In recent months concerns over the health effects of coal dust from rail cars at Norfolk Southern’s coal shipping terminal at Lamberts Point in Norfolk, have led to calls for action.
The issue of “fugitive dust” from coal cars has awakened the fears of residents of nearby West Ghent. The Virginian-Pilot reported on how environmental groups are stepping up their campaign on Norfolk Southern’s coal dust issue.
While Norfolk Southern has attempted to dismiss the concerns, I take issue with the railroad’s stance in a new video. As a Norfolk railroad injury lawyer I have seen far too many workers and other people hurt by the actions of big railroads.
A subsequent article in the Virginian-Pilot makes the lack of safeguards at Lamberts Point clear.

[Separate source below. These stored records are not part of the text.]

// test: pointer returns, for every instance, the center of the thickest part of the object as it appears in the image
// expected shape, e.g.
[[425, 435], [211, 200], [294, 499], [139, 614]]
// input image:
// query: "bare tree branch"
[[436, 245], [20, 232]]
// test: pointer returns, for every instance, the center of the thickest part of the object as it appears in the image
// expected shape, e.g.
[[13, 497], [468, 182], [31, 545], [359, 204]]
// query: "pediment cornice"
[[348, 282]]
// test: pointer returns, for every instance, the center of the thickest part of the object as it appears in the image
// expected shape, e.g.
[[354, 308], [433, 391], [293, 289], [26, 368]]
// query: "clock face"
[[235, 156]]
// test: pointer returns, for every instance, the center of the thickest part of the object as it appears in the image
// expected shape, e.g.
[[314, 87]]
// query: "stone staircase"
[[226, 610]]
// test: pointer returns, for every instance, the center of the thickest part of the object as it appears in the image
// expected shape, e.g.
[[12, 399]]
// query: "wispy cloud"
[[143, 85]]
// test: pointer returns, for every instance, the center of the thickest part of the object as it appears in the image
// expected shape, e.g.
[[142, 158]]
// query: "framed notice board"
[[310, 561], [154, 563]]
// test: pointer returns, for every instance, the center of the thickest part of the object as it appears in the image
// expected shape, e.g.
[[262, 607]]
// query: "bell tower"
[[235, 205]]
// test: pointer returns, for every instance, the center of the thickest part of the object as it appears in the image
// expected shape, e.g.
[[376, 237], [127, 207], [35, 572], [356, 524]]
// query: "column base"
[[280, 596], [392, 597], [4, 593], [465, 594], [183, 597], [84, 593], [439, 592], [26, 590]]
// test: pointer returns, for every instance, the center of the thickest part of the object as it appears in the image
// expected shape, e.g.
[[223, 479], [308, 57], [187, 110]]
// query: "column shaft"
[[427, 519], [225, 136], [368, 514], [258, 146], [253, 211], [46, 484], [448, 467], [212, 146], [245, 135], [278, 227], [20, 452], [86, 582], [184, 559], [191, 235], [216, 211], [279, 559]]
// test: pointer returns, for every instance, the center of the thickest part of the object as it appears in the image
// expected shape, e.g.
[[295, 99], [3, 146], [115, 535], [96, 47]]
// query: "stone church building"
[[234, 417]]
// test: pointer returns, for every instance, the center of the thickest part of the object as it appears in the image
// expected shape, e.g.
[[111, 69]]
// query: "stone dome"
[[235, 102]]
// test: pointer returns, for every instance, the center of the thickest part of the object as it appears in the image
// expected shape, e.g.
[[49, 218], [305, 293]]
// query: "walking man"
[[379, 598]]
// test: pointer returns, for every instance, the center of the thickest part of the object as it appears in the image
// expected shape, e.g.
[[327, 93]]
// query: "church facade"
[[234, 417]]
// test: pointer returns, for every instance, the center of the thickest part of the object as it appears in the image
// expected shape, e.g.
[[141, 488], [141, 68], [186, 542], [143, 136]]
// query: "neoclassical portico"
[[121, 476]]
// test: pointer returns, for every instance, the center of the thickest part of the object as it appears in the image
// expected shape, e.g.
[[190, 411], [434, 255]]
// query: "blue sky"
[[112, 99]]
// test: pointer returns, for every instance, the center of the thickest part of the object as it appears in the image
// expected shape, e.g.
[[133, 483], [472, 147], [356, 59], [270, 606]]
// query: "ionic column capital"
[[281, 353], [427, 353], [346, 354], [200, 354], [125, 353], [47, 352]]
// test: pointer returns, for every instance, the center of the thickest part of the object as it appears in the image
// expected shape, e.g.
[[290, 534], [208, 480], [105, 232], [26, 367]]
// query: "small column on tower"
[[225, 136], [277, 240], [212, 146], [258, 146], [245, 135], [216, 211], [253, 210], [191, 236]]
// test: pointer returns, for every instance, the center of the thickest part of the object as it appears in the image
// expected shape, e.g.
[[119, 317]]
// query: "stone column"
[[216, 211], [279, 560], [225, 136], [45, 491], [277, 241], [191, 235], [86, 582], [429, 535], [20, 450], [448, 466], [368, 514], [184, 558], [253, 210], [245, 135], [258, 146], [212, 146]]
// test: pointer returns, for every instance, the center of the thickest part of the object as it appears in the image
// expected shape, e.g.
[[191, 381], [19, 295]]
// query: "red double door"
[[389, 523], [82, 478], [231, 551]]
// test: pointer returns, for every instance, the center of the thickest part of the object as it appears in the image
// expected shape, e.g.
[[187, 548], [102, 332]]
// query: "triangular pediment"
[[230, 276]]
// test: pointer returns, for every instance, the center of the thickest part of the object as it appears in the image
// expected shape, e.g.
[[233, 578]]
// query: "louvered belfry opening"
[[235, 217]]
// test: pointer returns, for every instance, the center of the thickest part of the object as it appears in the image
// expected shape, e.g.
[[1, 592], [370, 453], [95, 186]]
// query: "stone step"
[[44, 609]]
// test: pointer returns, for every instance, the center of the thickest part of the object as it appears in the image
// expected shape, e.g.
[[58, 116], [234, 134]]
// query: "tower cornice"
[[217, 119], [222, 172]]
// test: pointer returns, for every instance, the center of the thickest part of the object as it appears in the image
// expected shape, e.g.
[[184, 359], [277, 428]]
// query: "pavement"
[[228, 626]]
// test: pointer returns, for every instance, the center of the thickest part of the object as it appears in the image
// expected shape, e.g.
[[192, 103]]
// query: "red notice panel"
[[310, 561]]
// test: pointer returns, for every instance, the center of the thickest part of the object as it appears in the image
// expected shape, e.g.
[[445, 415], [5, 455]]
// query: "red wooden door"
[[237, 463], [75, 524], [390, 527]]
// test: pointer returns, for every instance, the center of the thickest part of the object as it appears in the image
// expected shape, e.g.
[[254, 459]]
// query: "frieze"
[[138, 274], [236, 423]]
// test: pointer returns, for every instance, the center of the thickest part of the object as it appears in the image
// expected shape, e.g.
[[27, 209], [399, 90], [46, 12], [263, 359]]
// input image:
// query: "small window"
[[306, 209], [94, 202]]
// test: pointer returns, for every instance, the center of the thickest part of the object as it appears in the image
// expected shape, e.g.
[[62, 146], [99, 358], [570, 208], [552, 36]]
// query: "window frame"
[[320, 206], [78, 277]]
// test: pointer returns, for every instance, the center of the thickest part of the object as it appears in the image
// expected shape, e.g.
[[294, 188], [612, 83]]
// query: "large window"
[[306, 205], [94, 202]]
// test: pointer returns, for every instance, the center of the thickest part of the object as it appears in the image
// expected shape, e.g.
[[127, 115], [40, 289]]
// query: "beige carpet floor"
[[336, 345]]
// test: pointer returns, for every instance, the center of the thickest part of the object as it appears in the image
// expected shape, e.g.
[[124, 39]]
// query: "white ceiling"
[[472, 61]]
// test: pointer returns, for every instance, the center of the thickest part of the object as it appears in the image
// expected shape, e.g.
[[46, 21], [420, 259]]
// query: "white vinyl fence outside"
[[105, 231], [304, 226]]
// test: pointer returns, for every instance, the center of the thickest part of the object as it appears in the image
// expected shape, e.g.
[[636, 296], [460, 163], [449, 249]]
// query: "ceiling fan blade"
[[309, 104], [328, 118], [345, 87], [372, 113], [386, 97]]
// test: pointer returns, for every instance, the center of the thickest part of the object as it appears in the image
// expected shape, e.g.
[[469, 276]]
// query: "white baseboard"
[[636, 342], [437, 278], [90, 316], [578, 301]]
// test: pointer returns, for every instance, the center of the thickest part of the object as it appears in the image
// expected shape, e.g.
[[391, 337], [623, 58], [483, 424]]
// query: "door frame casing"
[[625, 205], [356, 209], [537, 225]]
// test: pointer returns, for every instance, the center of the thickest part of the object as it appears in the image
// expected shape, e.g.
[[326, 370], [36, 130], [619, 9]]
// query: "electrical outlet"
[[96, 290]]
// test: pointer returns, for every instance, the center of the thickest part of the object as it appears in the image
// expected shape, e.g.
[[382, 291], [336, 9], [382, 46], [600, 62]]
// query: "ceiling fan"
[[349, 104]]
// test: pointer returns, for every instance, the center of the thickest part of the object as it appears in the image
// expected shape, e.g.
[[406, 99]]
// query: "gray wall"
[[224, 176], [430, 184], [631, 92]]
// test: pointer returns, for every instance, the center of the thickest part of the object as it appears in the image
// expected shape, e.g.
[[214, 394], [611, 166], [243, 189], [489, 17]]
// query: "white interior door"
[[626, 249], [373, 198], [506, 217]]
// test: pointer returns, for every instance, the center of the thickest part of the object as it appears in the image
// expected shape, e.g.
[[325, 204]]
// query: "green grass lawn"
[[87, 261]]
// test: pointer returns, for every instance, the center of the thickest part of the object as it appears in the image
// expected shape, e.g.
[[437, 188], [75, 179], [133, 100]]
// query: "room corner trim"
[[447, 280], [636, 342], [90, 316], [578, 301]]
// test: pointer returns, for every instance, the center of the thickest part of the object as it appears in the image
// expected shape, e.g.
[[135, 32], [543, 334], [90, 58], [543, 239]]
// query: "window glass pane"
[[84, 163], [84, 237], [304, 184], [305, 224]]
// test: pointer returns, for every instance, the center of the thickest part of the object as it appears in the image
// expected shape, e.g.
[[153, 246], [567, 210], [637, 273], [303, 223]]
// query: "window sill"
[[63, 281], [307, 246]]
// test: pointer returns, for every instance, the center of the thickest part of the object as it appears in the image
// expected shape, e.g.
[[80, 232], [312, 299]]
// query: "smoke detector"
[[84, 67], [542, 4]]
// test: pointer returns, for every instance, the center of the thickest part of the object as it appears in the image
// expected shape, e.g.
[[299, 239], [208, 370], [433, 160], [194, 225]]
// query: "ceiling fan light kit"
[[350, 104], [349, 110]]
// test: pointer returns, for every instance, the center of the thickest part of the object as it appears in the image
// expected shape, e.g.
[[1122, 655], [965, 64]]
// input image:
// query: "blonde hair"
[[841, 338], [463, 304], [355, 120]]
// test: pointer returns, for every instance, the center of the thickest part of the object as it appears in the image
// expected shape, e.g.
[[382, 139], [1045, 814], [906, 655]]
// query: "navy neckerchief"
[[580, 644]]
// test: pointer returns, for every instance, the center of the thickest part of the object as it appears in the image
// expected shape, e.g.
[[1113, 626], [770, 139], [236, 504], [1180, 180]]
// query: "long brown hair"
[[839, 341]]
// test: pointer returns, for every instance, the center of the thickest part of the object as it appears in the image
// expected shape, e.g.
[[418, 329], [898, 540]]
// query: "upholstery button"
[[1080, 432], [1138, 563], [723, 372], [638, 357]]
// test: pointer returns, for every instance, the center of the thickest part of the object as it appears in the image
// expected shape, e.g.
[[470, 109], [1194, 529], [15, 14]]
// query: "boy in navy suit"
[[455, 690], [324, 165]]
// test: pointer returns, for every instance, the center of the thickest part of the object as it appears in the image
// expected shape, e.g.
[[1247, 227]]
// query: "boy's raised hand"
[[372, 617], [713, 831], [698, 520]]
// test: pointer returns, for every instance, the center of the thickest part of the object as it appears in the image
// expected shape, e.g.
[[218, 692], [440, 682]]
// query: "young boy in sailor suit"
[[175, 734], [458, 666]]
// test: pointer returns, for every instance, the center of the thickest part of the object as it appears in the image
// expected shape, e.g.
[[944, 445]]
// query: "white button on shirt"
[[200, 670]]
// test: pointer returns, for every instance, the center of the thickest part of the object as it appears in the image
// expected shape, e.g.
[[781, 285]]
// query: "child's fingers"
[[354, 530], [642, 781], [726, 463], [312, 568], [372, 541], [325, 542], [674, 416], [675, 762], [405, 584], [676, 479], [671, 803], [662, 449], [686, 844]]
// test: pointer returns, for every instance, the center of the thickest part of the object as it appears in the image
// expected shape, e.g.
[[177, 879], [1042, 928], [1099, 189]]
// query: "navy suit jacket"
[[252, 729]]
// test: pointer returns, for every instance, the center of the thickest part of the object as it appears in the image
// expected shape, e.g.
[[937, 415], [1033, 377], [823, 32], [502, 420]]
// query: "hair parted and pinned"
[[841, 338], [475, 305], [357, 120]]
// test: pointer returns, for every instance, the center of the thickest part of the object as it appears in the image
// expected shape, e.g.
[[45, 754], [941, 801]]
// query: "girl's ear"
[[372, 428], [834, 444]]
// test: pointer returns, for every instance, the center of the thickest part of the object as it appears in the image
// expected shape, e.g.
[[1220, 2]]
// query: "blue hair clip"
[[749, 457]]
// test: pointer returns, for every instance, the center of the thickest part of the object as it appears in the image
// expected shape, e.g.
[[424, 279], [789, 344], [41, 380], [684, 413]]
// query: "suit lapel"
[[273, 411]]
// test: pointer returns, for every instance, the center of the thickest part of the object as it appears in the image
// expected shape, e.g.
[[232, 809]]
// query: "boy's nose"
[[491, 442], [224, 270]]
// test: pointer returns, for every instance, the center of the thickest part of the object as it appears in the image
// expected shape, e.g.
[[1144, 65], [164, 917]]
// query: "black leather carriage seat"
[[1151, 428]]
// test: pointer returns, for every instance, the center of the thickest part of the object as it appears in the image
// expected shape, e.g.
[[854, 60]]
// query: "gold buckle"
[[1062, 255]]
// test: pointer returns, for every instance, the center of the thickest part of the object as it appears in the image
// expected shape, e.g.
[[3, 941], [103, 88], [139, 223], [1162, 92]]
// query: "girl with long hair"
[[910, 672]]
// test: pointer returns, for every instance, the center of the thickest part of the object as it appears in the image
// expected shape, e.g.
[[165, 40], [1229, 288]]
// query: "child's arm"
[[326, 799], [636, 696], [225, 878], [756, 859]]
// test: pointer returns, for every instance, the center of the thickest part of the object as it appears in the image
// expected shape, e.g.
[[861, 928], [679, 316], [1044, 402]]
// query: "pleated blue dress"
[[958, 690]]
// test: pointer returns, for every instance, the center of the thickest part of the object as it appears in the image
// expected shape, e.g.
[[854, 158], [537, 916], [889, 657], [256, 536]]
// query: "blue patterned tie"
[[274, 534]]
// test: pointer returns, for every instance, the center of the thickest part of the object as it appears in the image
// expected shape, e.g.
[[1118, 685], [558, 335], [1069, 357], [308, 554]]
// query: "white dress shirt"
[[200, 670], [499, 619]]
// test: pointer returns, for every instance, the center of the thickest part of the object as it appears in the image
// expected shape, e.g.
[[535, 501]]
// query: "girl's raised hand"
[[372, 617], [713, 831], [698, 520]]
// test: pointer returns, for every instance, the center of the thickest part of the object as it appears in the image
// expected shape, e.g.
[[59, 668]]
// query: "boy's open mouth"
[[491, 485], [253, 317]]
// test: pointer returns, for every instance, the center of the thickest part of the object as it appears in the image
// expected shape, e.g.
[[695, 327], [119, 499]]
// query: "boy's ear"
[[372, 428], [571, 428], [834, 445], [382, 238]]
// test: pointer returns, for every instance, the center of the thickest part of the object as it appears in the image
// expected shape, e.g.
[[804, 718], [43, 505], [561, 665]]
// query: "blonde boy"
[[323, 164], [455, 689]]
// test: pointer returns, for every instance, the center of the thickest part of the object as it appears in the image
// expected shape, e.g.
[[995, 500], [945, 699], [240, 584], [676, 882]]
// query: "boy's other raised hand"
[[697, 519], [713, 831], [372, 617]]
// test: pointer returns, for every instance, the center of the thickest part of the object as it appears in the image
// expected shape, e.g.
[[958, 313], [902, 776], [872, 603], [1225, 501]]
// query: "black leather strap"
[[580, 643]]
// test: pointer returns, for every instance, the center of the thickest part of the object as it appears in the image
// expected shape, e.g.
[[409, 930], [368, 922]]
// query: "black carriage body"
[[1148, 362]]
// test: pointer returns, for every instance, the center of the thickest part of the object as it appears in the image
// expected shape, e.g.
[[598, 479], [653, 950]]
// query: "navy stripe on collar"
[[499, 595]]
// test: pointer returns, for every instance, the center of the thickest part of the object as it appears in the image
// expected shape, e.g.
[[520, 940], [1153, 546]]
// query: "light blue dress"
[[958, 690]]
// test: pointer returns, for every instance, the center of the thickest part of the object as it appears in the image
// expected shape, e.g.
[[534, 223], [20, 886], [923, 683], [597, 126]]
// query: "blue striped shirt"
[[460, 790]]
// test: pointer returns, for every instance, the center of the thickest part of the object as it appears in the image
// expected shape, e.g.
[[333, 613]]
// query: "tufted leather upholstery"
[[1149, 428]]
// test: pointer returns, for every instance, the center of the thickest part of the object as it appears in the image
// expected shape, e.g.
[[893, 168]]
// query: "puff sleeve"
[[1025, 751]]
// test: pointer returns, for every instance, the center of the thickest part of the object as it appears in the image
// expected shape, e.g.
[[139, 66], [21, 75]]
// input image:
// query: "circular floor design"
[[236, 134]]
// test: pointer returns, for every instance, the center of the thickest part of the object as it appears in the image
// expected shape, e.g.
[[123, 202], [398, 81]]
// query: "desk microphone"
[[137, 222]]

In the early 1990s, exports were booming and it was the largest coal shipping terminal in the northern hemisphere, leading to the construction of two more silos and conveyor belts.
It also meant regulation. Lamberts Point lacked an air permit because it predated the 1970 federal Clean Air Act and the oversight that followed from that.
The state Department of Air Pollution Control issued the railway company its first air pollution permit for coal dust in 1992, according to reports, but it only placed limits on dust related to new construction and did not put a limit on “fugitive dust.”
Put simply all of the thousands of uncovered railroad cars containing coal at Lamberts Point are not covered by the limits. Nor are the chutes that fill ships with coal.
“In effect, there are no coal dust emission limits for Lamberts Point, provided the terminal doesn’t handle more coal than allowed each year by the state; the company hasn’t come close in years,” reported the Pilot.
This is an extremely worrying problem. There’s plenty of evidence out there about the detrimental health impacts of breathing coal dust.